Homelessness

Homelessness is lacking stable and appropriate housing. People can be categorized as homeless if they are: living on the streets (primary homelessness); moving between temporary shelters, including houses of friends, family and emergency accommodation (secondary homelessness); living in private boarding houses without a private bathroom or security of tenure (tertiary homelessness).[1] The legal definition of homeless varies from country to country, or among different jurisdictions in the same country or region.[2] United States government homeless enumeration studies[3][4] also include people who sleep in a public or private place not designed for use as a regular sleeping accommodation for human beings.[5][6] People who are homeless are most often unable to acquire and maintain regular, safe, secure and adequate housing due to income that is inconsistent or lacking altogether. Homelessness and poverty are interrelated.[1] There is no methodological consensus on counting the homeless and identifying their needs; therefore in most cities only estimated homeless populations are known.[7]

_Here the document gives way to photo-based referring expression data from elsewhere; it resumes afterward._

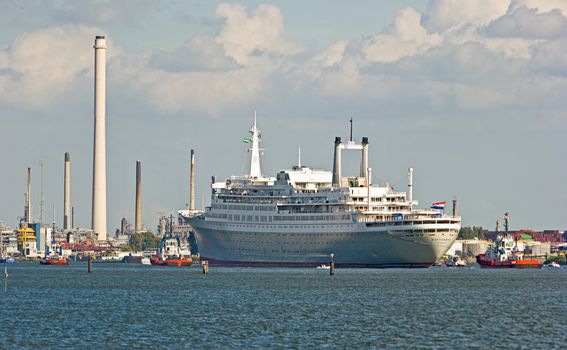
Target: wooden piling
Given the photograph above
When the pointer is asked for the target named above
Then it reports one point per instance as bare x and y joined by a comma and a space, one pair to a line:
332, 269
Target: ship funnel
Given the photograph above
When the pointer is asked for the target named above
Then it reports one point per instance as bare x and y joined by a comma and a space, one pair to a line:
255, 171
337, 163
364, 160
455, 213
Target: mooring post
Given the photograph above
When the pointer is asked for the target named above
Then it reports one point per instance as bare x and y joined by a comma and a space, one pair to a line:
332, 269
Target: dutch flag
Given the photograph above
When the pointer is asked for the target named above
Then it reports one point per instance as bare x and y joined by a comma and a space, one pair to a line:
438, 205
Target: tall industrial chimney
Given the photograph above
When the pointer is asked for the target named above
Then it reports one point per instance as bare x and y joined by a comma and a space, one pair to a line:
27, 213
138, 219
67, 193
99, 156
192, 183
410, 185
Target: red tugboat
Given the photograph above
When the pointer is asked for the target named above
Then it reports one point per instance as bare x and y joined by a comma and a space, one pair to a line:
171, 253
506, 253
54, 261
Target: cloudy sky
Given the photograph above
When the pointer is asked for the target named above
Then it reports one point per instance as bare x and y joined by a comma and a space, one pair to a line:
471, 94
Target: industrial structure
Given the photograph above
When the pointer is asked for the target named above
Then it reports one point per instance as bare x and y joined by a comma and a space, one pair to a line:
67, 193
99, 149
138, 219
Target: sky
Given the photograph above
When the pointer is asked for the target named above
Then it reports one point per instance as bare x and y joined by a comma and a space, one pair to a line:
471, 94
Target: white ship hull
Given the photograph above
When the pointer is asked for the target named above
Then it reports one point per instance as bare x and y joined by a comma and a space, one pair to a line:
354, 244
302, 216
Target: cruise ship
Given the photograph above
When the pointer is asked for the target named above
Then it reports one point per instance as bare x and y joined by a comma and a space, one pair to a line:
302, 215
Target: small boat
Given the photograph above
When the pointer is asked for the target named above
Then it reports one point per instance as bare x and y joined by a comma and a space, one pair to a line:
54, 261
456, 261
506, 253
171, 253
553, 264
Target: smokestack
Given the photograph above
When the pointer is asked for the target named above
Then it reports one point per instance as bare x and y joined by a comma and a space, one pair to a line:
138, 219
337, 163
364, 161
99, 156
27, 214
192, 183
67, 193
410, 185
455, 207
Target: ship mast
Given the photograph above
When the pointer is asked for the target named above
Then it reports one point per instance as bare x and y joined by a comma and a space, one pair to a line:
255, 171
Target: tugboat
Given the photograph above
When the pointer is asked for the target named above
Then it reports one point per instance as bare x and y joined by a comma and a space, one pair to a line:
506, 253
456, 261
171, 253
53, 254
54, 260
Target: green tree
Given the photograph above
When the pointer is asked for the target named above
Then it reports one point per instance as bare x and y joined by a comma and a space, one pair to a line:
143, 240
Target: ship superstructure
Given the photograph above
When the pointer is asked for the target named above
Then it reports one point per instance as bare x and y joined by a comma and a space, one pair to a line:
302, 215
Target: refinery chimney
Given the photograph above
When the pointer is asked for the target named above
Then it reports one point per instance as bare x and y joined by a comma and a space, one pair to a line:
192, 183
27, 212
410, 186
99, 151
67, 193
138, 218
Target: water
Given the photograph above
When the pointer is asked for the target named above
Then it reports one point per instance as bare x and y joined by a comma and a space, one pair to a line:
122, 306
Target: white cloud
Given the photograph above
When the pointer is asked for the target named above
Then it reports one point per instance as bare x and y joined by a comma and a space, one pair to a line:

Homeless family sleeping in the streets of Kolkata, India (top); a homeless man in Paris, France (bottom).

In 2005, an estimated 100 million people worldwide were homeless and as many as one billion people (one in 6.5 at the time) live as squatters, refugees or in temporary shelter, all lacking adequate housing.[8][9][10] Historically in the Western countries, the majority of homeless have been men (50–80%), with single males particularly over represented.[11][12][13]

Homeless child and adult living on the streets

When compared to the general population, people who are homeless experience higher rates of adverse physical and mental health outcomes. Chronic disease severity, respiratory conditions, rates of mental health illnesses and substance use are all often greater in homeless populations than the general population.[14][15] Homelessness is also associated with a high risk of suicide attempts.[16] People experiencing homelessness have limited access to resources and are often disengaged from health services, making them that much more susceptible to extreme weather events (e.g., extreme cold or heat) and ozone levels. These disparities often result in increased morbidity and mortality in the homeless population.

There are a number of organizations that provide help for homeless people.[17] Most countries provide a variety of services to assist homeless people. These services often provide food, shelter (beds), and clothing and may be organized and run by community organizations (often with the help of volunteers) or by government departments or agencies. These programs may be supported by the government, charities, churches, and individual donors. Many cities also have street newspapers, which are publications designed to provide employment opportunities to homeless people. While some homeless people have jobs, some must seek other methods to make a living. Begging or panhandling is one option, but is becoming increasingly illegal in many cities. People who are homeless may have additional conditions, such as physical or mental health issues or substance addiction; these issues make resolving homelessness a challenging policy issue.